Some months ago, Lori Ashcraft, Ph.D., an editorial board member and longtime contributor of the popular “Tools for Transformation” column, suggested that Behavioral Healthcare ought to interview Rosalynn Carter, wife of former President Jimmy Carter and one of the world’s most prominent mental health advocates. The exclusive interview that follows, along with other stories about the 28th Rosalynn Carter Symposium on Mental Health in Atlanta last November, are proof of what a good idea and a little determination can accomplish.
There are no better words to introduce the comments of Mrs. Carter than those of Lori, who joined me at the Symposium and volunteered her skills as a reporter and observer to extend our coverage. Lori writes:
In 1966, the idea of advocating for people with mental illnesses was even less popular than it is today, cloaked in shame, stigma, and discrimination. Mrs. Carter took it on anyway and for the past four decades has addressed issues related to consequences of mental illness that cry out for reinvention and transformation. She seems to come from a place that overrides fear and shame and goes right to compassion. And it’s the compassion that has fueled her commitment to a segment of our population that had been dismissed as having nothing meaningful to contribute to our society and needing nothing more than ‘to be taken care of.’
Rosalynn Carter has been one of the longest and strongest voices for transforming the views held about mental illness and the systems that supposedly treat it. She was an early supporter of the recovery movement and believes that it has set the foundation for a new set of beliefs regarding the potential of those who have been diagnosed. She is a strong supporter of the peer movement, saying that, ‘next to recovery, it is the best thing that has happened yet.’
In chairing her 28th Mental Health Symposium, Mrs. Carter now focuses her passion on community inclusion, an evolution of the needs expressed by her fellow Georgians so many years ago. She wants people who are on their recovery journey to have access to community resources so they will be able to contribute in a meaningful way to their communities. The timing could not be better: the Symposium’s participants and findings will be harnessed to develop policy recommendations to support this end.
There is a sense of urgency in her voice as she describes her hopes for the future.
Mrs. Carter: I’m glad to speak with you today. It’s a very important subject.

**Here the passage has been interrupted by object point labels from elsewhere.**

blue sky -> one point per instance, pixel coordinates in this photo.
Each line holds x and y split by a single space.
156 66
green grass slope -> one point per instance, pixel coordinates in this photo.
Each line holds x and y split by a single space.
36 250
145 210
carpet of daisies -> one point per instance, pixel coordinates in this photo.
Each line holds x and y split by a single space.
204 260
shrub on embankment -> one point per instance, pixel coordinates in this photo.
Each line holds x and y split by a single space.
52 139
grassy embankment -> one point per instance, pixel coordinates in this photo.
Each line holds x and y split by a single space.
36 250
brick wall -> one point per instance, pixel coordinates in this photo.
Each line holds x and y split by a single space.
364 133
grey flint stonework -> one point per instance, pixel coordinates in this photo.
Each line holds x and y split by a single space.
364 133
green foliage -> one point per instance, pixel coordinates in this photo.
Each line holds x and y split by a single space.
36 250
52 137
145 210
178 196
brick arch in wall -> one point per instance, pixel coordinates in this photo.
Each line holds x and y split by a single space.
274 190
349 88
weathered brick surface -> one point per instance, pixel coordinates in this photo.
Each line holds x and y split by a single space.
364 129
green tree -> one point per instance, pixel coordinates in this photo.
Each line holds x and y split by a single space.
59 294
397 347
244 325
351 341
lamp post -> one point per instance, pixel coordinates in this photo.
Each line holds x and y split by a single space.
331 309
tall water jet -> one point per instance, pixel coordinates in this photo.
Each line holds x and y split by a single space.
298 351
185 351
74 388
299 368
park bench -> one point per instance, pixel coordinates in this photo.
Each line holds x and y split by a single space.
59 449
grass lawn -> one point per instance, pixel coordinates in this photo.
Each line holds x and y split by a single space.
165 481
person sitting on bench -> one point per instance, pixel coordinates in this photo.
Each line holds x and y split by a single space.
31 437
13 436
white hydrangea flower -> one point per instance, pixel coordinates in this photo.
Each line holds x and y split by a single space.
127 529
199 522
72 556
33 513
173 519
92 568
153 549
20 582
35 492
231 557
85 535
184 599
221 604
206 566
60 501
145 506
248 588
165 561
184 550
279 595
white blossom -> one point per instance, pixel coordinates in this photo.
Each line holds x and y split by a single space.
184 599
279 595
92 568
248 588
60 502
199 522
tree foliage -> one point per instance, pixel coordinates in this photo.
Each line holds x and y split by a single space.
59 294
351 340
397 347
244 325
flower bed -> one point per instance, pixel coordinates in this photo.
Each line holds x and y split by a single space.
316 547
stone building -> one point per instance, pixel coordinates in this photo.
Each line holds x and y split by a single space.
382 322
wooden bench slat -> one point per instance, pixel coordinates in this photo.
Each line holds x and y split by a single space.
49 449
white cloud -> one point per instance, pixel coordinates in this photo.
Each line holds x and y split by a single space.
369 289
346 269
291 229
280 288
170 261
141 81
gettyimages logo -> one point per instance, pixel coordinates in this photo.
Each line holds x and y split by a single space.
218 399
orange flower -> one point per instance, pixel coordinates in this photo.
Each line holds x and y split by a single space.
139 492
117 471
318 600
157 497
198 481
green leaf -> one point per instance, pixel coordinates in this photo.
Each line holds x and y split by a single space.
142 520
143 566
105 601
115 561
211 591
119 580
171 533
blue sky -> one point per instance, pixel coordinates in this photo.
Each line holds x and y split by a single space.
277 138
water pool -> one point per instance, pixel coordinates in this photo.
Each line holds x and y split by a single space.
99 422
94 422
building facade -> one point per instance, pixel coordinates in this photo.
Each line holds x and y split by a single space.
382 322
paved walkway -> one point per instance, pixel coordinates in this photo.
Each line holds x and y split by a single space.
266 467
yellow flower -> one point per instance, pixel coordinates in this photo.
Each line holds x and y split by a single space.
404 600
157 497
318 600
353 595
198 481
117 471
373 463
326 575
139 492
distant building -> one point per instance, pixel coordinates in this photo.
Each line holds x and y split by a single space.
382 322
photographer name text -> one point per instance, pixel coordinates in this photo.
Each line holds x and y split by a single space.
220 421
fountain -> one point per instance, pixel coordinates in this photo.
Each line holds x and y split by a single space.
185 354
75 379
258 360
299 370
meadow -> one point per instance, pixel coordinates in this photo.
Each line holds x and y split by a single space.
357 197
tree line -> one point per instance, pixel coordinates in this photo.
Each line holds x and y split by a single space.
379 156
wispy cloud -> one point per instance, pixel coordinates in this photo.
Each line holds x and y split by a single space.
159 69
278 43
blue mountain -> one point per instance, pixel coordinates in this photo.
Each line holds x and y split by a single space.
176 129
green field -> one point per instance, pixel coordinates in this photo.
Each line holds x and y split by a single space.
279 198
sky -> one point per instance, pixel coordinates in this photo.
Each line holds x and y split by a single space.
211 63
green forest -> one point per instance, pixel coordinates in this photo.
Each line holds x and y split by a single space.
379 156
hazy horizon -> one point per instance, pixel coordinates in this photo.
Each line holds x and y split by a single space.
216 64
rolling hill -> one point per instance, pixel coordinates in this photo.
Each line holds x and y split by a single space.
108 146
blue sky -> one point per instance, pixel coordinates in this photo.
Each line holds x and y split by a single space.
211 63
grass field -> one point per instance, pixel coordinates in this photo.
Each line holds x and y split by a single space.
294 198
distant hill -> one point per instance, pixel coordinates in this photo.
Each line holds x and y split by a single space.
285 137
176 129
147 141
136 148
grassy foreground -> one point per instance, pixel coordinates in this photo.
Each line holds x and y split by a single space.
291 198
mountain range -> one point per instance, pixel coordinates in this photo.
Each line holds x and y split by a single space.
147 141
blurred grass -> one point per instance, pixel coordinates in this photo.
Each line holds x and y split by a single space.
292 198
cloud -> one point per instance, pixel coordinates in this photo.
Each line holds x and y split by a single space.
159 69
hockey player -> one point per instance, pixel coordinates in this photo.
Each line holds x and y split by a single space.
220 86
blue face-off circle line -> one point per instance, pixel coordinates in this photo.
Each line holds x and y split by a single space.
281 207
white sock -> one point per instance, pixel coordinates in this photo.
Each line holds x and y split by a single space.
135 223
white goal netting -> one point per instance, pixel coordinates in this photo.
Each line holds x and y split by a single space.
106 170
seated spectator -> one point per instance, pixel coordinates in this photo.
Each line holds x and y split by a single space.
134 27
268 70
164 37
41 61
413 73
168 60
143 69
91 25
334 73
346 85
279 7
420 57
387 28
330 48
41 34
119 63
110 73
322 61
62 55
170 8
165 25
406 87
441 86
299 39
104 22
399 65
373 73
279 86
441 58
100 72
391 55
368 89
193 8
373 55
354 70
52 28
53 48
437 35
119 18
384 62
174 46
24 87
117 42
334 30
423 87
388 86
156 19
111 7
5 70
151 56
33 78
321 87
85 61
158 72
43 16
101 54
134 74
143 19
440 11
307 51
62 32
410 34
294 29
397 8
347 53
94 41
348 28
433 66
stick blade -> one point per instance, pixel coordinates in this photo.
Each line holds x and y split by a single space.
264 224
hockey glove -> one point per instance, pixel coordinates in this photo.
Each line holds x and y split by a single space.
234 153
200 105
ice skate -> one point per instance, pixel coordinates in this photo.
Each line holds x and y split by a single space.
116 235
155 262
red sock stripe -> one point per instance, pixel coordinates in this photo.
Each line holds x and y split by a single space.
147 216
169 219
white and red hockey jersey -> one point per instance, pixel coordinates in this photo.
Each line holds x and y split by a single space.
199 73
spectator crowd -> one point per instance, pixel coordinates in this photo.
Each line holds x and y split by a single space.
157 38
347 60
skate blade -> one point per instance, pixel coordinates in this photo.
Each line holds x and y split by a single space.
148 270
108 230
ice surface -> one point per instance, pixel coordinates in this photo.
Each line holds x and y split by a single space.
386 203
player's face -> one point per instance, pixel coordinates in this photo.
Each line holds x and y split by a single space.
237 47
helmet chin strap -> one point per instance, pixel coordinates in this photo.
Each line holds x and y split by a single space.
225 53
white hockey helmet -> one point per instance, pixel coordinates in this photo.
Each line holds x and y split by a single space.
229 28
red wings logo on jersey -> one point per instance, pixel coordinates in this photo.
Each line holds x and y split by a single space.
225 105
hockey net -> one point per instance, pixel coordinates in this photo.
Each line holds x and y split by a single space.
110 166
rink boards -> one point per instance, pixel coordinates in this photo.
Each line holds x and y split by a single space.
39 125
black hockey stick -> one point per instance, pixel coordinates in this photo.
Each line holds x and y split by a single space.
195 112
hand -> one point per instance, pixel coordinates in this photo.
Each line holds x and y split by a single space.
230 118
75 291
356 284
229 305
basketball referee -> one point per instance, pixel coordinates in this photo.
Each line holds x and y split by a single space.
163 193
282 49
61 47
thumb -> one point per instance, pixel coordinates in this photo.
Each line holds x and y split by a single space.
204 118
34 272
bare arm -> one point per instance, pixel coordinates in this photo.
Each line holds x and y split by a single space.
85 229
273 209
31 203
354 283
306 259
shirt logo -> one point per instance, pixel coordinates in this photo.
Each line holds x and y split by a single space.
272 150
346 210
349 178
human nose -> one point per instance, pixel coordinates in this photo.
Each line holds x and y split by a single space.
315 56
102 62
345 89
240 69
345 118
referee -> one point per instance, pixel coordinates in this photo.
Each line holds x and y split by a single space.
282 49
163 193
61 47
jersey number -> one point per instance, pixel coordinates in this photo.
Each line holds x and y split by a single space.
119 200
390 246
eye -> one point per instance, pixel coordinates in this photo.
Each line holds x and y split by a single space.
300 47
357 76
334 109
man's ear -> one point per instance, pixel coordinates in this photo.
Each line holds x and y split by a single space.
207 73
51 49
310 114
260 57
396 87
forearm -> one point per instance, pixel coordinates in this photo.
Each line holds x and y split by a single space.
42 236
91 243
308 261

BH: What was it that got you involved in the cause of mental health?
Mrs. Carter: I became interested while campaigning with my husband, when he ran for governor in 1966. He got into that race late, after our leading Democratic candidate had a heart attack, leaving Lester Maddox, a very popular segregationist, as the only candidate. When no one else would take him on—this being the midst of the civil rights days—Jimmy decided that he would run.
I had never campaigned before, and it was already eight to 10 weeks before the election, so Jimmy (then a Georgia state senator) went one way and I went the other. Every day, somebody would ask me, ‘What will you do for my mentally ill loved one at Central State Hospital?’ There had just been a big exposé about the hospital in the news—it was happening all over the country. The Community Mental Health Act had been passed [in 1963], but the state was moving people out of the hospital before the any services were there for them. I became very concerned about the issue, and even though Jimmy lost that time, I kept learning more about it.
When Jimmy became Governor in 1972, he appointed a commission to improve services to mentally and emotionally handicapped people. That’s where my real education began . . .
BH: Where are we today, and where do we need to go in terms of mental health treatment in the United States?
Mrs Carter: We have a long way to go. But there are movements in the mental health field that are very important right now. One involves community services. Another is community inclusion. Another is how treatment is moving toward recovery. And, there’s the idea of integrating services, mental health and primary care, getting rid of the separation between physical and mental health care. All of those are good.
But, the stigma and discrimination against mental health issues has always been so bad. Stigma curtails funding for services, it hurts programs in the community, and stands in the way of getting policymakers—the people who can make a difference—interested in the issue.